You get a call; it’s time for an interview:
- Arrive for your interview at least 15 minutes early.
- Dress as if you want to work there. Don’t wear jeans, a T-shirt or ball cap; be clean and neat.
- Bring copies of your résumé and references list with you.
- Leave your cellphone in the car so it won’t be a distraction.
- Shake your interviewer’s hand, look him or her in the eye, and stand and sit up straight.
- Answer questions clearly and honestly. For instance, don’t overcommit to the hours you can work and then back down after you get the job. Be honest about your skills and experience. The quickest way to crash and burn in your new gig is by fibbing.
See “Have an Answer” (below) for some commonly asked interview questions.
PUT YOUR BEST FOOT FORWARD
“No matter your age, getting a job is about standing apart from hundreds of others seeking the same position,” says Bethany Williams, author of Brand YOU: A Step-by-Step Guide to Building Your Brand. “What will you do to be memorable, appear respectful and dependable, and stand out in a large crowd of applicants?”
Nationally, an average of three unemployed people are competing for each job opening. If you can’t find paid work, consider offering to help for free. Volunteer positions can turn into paid positions, and volunteering always looks good on future applications.
“Be bold!” Williams says. “Your job is to advertise yourself and your capabilities better than anyone else.”
HAVE AN ANSWER
Here are some of the most common interview questions. Think through your answers and practice them with a parent ahead of time.
TELL ME ABOUT YOURSELF. Mention a few things that an employer would be interested in: your extracurricular activities (including Scouting), plans for after graduation, etc.
WHY DO YOU WANT TO WORK HERE? Be Prepared to tell the employer something you like about the company, not just that you need the money.
WHAT’S YOUR GREATEST STRENGTH? BIGGEST WEAKNESS? Make sure the strength you talk about is work related: You have leadership experience, are a people person, conscientious, good at math, physically fit, etc. Put a positive spin on your biggest weakness.

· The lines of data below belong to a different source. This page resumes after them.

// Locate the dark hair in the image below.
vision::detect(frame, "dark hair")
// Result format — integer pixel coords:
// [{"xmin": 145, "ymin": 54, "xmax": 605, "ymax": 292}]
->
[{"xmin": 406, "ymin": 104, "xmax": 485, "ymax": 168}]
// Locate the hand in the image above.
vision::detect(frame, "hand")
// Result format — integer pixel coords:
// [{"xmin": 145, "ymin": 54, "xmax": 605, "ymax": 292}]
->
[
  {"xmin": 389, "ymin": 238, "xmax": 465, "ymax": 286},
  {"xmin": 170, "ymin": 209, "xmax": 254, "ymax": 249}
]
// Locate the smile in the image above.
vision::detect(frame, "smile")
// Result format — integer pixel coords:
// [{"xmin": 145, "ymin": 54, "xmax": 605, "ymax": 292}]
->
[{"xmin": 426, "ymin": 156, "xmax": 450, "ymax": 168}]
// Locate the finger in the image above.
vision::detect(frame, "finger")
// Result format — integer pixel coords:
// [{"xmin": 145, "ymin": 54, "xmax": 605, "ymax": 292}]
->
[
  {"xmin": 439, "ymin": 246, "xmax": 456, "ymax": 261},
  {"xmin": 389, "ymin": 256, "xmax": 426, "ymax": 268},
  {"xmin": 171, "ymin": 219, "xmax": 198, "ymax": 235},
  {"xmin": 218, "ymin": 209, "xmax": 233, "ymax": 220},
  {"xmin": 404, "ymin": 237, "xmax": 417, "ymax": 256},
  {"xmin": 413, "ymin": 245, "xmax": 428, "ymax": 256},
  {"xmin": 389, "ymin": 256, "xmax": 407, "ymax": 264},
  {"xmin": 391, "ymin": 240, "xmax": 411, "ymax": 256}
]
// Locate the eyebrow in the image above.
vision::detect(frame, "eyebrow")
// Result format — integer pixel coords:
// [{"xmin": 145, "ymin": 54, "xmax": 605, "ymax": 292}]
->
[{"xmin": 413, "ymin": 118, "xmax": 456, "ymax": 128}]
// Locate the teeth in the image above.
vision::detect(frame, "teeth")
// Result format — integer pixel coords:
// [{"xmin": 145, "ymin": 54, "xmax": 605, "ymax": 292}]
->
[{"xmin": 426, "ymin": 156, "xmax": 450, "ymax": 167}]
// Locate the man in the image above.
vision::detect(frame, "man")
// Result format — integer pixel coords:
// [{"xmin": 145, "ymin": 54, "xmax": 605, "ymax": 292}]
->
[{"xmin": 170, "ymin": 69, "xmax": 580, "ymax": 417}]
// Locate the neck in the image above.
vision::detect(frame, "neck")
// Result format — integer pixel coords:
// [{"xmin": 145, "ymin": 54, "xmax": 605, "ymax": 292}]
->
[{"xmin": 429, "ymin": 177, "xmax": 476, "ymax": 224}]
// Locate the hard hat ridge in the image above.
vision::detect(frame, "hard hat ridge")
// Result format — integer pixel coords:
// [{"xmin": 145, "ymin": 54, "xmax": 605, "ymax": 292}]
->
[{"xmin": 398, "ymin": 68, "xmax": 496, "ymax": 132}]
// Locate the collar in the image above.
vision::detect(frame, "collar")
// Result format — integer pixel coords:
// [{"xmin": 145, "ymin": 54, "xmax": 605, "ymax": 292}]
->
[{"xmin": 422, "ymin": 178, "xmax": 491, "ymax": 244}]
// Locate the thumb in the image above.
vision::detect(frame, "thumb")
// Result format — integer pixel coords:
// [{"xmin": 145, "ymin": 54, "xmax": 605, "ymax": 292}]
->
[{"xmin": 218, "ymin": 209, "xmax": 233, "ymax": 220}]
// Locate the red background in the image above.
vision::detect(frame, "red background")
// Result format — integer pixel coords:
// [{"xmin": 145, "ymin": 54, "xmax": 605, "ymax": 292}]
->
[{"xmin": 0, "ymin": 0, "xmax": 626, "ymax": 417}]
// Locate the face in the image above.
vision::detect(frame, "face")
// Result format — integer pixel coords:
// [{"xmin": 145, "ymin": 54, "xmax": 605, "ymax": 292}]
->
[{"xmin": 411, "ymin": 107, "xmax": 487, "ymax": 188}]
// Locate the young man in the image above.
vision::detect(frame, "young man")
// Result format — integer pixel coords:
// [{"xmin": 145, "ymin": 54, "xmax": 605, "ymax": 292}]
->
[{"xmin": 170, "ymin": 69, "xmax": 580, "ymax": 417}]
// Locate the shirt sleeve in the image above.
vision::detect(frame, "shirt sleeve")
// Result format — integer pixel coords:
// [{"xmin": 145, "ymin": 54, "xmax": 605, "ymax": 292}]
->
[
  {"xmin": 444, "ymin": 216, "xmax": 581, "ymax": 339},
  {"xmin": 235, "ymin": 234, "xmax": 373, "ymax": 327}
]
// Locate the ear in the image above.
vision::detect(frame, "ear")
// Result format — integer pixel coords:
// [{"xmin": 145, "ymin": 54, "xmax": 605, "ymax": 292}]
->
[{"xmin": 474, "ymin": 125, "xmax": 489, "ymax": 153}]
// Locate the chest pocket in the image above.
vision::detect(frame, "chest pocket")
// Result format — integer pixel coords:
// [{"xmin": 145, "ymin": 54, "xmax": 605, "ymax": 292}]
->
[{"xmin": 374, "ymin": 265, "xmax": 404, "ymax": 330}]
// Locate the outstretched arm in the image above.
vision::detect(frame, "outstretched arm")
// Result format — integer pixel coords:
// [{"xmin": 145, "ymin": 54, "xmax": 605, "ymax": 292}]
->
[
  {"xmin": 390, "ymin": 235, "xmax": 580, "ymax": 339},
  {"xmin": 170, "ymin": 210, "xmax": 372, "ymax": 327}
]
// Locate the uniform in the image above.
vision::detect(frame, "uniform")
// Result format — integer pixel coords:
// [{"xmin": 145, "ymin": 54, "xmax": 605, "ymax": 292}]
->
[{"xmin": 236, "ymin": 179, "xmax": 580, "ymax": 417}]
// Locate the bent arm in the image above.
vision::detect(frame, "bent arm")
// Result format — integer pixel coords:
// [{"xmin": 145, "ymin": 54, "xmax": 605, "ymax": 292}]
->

For example, if you’re “too detail oriented,” you could say that you try to overcome this by being careful to keep the end goal in mind and work toward that.
WHAT WOULD YOU DO IF…? You might be presented with different uncomfortable scenarios, such as witnessing a coworker stealing or dealing with a rude customer. Saying that you would ask your supervisor for help in these situations is usually a good answer.
YOUR BEST SELF
Present your best self in person, on paper and elsewhere. Take these suggestions from snagajob.com:
REVIEW YOUR ONLINE PROFILES — Make sure your Facebook page, Twitter and Instagram accounts, etc. don’t contain questionable content. Employers will check up on you online.
CHECK YOUR EMAIL ADDRESS — Use an email address name that isn’t inappropriate. Open a separate account if necessary.
LISTEN TO YOUR VOICEMAIL — If your voicemail message is goofy, change it to something more professional while you’re job hunting.
CHECK YOUR SPELLING — This attention to detail always gives a good impression. Also, don’t “text speak” on applications or in your résumé. Be sure to double-check your numbers; reversing two digits in your phone number will undo all your efforts when a would-be employer can’t contact you.